2017-04-11 18:17作者:admin
【本文导读】本篇介绍定量蛋白质组学除iTRAQ,label free以外的其他技术,其中包括silac,mrm,swath等方法。根据客户实验要求,公司科研人员可以量身定制,提供个性化的蛋白质组学技术服务。

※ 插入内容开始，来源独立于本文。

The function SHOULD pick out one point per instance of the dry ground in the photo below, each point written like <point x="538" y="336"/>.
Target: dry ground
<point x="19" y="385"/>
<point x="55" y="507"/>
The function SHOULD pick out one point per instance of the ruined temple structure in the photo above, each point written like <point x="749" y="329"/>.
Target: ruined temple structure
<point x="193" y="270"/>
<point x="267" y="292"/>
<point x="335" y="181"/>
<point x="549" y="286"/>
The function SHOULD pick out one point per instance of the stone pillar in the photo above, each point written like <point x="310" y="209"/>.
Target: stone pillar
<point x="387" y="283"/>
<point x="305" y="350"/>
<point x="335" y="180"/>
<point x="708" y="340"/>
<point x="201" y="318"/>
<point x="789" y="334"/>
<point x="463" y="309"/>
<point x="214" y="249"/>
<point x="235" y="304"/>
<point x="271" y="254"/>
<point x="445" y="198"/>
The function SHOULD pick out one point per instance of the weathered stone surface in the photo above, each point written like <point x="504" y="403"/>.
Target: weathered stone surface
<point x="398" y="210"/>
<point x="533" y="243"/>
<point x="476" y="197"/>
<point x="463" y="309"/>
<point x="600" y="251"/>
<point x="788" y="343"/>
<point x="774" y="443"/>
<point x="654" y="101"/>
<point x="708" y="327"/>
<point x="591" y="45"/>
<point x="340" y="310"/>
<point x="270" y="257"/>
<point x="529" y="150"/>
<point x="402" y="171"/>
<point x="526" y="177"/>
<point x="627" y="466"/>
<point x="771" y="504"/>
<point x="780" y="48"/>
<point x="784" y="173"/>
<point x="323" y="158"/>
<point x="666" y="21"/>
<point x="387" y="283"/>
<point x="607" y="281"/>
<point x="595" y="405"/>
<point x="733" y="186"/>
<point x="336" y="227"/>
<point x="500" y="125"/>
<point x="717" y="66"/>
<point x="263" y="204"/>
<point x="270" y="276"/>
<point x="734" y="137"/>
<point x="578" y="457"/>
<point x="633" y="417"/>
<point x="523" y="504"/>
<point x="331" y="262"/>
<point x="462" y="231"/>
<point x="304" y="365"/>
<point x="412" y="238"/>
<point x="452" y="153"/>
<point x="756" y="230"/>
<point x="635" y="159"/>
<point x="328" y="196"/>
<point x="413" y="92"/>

    上篇我们介绍了Label free和iTRAQ这两种蛋白相对定量技术,下面我们将继续介绍定量蛋白质组学的其他技术路线。
    1. SILAC
       细胞培养稳定同位素标记技术(sILAC   isotope Labeling with Amino acids in Cell culture )是在细胞培养过程中,利用稳定同位素标记的氨基酸结合质谱技术,对蛋白表达进行定量分析的一种新技术。两组细胞同时培养,A组添加的是正常的“轻型”氨基酸,B组含有稳定同位素标记的“重型”氨基酸,细胞传达若干代后,稳定同位素标记的氨基酸完全掺入到蛋白质中,取代了原有的氨基酸。将两组细胞混合后提取蛋白,通过质谱鉴定可出现两段峰值,低分子量的肽段含轻型氨基酸,来源于A组,高分子量的肽段含重型氨基酸,来源于B组。如果SILAC肽段对呈现1:1的比例,则两组样品中此蛋白的丰度无异,反之则有差异。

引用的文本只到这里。